The London Congress proclaimed the opening date 8 April to be Roma Nation Day.
Over past decades it has been celebrated by several thousands of event in sixty countries, including India. They have been both festive and demonstrative. Occasionally they have gone off message by adopting such titles as International Roma Day and even, in the l980s, Cigandan.
Most notable include that attended by President Kostunica of Yugoslavia at the junction of the Sava and Danube, when Roma victims of the fascist genocide were
remembered. Big demonstrations have been seen over the years in Sibiu, Belgrade, Skopje, Prague and Budapest, and in German and Italian towns following forced deporations and destruction of camps.
Attempts to link up the celebrations around the world under the theme of River Ceremonies brough about gatherings beside the Rhein, Adige, Ghaghar, Garonne, Vardar, Volga,Thames and a dozen other major rivers.

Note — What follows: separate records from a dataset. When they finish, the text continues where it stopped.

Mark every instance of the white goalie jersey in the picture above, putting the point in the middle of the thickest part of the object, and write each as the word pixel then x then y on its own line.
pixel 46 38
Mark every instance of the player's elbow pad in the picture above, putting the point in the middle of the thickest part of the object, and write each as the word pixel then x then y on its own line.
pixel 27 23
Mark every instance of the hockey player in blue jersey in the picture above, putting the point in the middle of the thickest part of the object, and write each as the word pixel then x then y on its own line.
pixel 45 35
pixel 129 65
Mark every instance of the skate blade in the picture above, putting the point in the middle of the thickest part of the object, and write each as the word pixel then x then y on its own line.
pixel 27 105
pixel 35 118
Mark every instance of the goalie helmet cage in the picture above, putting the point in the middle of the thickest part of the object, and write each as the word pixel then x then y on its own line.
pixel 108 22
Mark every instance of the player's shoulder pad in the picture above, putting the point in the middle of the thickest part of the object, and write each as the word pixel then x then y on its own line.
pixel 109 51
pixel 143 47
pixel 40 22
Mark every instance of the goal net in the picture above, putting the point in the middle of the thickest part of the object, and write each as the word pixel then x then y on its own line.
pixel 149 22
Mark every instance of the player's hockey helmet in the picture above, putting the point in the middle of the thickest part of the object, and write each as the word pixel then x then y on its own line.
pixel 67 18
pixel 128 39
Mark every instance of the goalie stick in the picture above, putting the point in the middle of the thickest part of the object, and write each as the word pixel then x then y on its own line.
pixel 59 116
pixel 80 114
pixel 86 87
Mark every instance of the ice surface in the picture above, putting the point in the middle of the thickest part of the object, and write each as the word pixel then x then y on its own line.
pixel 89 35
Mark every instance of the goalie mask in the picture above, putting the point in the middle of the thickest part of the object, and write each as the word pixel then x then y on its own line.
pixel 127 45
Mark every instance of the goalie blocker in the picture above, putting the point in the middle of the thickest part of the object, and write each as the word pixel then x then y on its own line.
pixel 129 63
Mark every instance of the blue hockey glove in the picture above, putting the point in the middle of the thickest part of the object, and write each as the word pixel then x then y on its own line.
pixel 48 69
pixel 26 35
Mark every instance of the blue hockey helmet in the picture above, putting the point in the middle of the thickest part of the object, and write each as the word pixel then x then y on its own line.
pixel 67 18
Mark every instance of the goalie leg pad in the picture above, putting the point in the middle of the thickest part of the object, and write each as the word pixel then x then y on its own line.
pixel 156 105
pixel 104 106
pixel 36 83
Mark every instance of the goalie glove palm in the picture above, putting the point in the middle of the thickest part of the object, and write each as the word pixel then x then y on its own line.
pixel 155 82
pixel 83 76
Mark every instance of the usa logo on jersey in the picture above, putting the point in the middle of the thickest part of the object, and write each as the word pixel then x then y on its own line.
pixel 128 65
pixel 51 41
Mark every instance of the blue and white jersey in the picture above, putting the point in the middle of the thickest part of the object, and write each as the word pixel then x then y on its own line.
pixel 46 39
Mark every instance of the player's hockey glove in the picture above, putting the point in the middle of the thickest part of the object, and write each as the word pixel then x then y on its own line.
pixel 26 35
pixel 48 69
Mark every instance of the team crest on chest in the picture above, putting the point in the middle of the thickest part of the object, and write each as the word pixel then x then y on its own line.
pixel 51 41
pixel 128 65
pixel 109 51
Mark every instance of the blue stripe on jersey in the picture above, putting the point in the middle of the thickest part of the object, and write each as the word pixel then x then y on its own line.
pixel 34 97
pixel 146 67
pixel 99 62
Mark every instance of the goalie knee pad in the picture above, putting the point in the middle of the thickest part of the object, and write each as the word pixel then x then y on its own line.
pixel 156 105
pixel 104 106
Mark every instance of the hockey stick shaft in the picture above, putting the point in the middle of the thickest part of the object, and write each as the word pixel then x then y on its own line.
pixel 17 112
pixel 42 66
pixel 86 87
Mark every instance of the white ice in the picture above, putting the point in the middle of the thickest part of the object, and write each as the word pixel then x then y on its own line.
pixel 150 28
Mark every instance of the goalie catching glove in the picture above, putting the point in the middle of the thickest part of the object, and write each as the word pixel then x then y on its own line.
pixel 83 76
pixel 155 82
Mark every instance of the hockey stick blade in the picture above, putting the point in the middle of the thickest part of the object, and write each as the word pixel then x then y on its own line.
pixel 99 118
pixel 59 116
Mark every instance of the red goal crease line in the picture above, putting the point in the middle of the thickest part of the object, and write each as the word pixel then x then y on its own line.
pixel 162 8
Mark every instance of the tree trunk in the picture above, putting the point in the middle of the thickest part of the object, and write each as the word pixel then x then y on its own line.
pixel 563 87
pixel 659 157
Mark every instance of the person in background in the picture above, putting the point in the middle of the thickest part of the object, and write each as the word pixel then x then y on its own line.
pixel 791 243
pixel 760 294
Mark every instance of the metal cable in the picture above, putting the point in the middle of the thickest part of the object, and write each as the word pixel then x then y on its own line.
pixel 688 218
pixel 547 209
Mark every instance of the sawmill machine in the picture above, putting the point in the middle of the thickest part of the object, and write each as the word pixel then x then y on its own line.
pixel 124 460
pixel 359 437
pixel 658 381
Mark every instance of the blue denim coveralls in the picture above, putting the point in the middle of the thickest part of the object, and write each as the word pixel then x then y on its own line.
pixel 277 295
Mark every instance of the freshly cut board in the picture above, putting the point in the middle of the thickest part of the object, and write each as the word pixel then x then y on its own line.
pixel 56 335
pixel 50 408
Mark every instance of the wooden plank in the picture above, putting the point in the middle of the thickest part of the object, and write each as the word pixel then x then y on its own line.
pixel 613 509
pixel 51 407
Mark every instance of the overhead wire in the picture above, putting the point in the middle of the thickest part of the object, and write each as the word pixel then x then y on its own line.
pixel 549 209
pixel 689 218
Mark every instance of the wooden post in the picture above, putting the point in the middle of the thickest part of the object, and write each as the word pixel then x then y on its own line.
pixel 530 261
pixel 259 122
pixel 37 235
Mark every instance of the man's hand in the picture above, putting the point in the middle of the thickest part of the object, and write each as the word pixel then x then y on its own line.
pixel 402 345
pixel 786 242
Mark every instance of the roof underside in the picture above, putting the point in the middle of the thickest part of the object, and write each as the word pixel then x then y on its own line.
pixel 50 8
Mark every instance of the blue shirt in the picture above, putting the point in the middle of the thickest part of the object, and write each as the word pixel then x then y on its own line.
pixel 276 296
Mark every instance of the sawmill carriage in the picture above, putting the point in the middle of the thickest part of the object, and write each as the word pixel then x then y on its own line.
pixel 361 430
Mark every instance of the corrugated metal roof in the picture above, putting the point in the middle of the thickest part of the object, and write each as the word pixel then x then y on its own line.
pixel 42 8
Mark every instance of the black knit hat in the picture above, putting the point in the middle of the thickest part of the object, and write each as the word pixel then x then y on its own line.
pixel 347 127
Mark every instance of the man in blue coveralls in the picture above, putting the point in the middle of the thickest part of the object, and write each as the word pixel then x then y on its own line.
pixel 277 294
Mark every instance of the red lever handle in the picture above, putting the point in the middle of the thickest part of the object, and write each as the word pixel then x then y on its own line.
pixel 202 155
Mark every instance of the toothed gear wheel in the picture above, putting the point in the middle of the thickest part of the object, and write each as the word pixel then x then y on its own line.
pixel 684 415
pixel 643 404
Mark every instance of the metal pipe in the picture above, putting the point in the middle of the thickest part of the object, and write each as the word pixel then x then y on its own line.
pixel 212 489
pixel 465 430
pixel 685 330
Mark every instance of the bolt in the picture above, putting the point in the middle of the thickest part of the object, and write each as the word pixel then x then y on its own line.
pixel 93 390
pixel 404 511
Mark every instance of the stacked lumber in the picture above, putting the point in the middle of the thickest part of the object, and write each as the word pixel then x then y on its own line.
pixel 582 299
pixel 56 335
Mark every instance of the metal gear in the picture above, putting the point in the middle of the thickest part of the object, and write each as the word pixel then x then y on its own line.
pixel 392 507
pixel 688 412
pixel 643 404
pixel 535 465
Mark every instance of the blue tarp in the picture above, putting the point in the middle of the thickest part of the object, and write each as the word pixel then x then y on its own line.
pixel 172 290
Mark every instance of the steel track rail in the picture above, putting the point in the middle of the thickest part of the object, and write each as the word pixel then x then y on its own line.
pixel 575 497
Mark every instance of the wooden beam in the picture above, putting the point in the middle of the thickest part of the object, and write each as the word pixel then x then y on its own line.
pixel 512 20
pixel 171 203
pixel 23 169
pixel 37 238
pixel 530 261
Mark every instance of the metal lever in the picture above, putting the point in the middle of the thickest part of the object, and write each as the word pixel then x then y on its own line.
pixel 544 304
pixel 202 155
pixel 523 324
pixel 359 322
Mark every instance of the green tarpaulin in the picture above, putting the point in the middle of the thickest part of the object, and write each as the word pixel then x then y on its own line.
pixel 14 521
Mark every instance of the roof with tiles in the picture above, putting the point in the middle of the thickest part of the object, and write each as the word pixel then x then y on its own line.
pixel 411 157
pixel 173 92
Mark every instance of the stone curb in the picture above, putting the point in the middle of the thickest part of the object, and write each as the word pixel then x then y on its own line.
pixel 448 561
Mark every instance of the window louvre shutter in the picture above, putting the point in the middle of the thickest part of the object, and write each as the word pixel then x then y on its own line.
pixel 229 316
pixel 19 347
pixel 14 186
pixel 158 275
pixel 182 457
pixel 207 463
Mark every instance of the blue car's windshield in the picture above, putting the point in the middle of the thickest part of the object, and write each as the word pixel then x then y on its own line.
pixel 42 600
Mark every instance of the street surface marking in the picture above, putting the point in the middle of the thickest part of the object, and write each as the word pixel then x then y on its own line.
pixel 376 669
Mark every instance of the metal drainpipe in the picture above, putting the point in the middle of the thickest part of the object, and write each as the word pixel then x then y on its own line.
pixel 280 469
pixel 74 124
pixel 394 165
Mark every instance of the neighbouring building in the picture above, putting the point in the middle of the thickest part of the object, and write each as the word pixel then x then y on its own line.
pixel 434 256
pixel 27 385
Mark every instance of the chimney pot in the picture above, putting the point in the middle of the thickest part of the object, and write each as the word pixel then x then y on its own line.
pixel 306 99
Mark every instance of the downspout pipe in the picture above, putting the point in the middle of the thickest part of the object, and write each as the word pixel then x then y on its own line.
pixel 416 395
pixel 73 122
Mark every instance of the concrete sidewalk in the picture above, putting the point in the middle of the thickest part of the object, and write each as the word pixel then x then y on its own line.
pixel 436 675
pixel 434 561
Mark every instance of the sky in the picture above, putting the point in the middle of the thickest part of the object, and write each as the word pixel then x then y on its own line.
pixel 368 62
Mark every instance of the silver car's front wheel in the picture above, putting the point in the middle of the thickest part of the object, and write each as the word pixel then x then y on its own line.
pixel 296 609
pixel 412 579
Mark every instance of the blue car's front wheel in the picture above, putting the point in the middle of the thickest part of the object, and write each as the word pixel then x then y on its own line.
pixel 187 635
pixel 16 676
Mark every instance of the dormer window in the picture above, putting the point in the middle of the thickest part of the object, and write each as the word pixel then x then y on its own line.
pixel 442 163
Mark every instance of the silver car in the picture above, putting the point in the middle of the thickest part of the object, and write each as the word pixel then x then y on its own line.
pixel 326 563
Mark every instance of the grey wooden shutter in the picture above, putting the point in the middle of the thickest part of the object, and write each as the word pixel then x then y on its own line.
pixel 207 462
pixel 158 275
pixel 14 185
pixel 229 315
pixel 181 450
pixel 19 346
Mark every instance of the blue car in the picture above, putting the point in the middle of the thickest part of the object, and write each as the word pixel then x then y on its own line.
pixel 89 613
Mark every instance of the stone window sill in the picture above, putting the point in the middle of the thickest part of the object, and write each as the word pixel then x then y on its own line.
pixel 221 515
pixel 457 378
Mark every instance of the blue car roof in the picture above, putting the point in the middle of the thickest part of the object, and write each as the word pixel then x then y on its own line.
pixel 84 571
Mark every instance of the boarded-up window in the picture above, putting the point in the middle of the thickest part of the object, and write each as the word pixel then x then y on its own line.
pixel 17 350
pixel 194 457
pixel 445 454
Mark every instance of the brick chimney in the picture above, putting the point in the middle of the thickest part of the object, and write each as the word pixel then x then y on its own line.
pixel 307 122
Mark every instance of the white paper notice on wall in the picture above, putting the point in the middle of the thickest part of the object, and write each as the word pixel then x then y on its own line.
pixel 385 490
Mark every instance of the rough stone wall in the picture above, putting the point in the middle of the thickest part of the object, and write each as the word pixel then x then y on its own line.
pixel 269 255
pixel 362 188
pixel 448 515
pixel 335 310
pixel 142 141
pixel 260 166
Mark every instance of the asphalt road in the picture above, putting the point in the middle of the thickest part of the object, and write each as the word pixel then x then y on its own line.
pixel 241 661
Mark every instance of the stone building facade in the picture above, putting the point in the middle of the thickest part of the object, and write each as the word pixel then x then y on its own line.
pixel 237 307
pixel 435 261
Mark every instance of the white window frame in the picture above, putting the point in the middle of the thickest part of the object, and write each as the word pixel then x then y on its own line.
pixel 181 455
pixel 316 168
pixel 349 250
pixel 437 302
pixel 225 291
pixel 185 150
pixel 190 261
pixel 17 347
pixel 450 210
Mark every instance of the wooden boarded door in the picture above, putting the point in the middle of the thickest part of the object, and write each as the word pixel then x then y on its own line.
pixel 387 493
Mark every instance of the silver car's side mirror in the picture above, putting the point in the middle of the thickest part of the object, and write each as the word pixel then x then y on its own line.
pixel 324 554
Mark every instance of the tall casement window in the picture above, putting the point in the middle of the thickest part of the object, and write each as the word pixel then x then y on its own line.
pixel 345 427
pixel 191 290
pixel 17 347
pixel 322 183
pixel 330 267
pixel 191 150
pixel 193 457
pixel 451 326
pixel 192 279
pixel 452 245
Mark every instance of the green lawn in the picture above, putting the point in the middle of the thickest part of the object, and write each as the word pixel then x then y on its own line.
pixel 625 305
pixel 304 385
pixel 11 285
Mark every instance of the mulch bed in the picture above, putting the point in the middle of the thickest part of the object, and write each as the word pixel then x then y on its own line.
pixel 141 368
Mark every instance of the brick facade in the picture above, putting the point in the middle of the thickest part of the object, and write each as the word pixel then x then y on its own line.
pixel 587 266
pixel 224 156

There was too the 8 April Wave of Light commencing with the lighting of a candle by the Dalai Lama, visited by Prof. Ian Hancock. Another year the Millennium of the Exodus from India was remembered when veteran of the lst Congress Juan Ramirez reminded us: "We have to fight even harder today against injustice and racism."
Because of the worsening situation - further murders in Hungary, relentless deportations by Germany and France, and brutal evictions in the UK, Italy and Serbia - the need for united action and protest has become ever more urgent.